Earlier, Lee broke down while giving evidence of scoping with his rifle what he was convinced was the stag the two men were hunting.

When he fired at what he thought was the deer's head he ran down and came across Mr Gillies shoes sticking out of the bush.

"I thought 'what the hell ... ' It was my mate," he said in tears.

Under cross-examination by Crown prosecutor Fraser Wood, Lee said he normally followed the safety plan, knowing how important it was.

He denied it was him, not Mr Gillies, who had broken the procedure by moving from his spot before his hunting companion rejoined him.

Lee said his mate would have known where he [Lee] was because Mr Gillies would have heard him roar.

Mr Wood: "Why did you take a shot when the plan was that Willie [Gillies] would take it?"

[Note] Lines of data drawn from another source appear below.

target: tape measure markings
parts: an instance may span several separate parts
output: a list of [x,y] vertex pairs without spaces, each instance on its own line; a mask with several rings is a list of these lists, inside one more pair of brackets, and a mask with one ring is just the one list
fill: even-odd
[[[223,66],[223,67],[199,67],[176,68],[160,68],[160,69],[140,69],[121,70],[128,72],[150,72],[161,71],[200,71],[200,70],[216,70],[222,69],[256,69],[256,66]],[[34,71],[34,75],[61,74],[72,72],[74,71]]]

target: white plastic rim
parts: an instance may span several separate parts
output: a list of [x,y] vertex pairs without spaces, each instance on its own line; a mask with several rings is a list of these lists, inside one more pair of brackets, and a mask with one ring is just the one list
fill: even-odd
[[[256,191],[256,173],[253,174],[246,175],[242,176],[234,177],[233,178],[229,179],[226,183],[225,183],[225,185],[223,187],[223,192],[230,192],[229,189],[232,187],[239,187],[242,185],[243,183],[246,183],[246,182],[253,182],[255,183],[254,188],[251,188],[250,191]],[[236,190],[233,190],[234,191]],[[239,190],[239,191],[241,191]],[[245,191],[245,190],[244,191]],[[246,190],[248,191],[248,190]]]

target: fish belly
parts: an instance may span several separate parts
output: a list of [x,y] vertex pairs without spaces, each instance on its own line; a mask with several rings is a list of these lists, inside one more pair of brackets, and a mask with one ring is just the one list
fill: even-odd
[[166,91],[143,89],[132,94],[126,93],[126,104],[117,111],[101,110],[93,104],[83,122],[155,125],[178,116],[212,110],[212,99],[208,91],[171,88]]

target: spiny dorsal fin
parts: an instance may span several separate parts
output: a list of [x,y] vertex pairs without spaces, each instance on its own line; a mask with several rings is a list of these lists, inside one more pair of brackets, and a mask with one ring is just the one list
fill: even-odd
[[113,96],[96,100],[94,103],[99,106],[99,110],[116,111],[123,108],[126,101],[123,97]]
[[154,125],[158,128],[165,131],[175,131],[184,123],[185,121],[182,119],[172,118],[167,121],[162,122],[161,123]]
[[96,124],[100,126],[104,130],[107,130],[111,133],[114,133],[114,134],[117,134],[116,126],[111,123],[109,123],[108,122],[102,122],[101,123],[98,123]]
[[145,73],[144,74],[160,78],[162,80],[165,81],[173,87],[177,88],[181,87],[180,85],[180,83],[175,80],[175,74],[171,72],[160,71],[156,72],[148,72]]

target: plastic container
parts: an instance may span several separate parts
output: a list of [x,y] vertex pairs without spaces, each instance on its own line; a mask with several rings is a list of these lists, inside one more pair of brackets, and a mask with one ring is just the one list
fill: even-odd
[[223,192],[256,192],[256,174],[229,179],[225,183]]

Lee: "Because the deer moved. Willie had missed the shot at that stage. A stag doesn't just stand there and say 'shoot me'. The plan changed when the stag moved."

Mr Wood: "You are essentially saying it was Willie's fault because he broke the plan."

Lee: "No."

He was adamant he had sighted antlers and a deer head before pulling the trigger, despite the rain and thick bush.

Having later rationalised what happened, he thought his hunting mate must have got between him and the stag in the split second before he pulled the trigger.

In his closing address to the jury, the prosecutor said it was difficult to see how shooting a hunting companion, mistaking him for a deer, was not careless.

Mr Wood said Lee broke "golden rules" of safety by failing to identify his target and failing to check his firing zone.

Judge Phillip Cooper will sum up this morning before the jury retires to consider its verdict.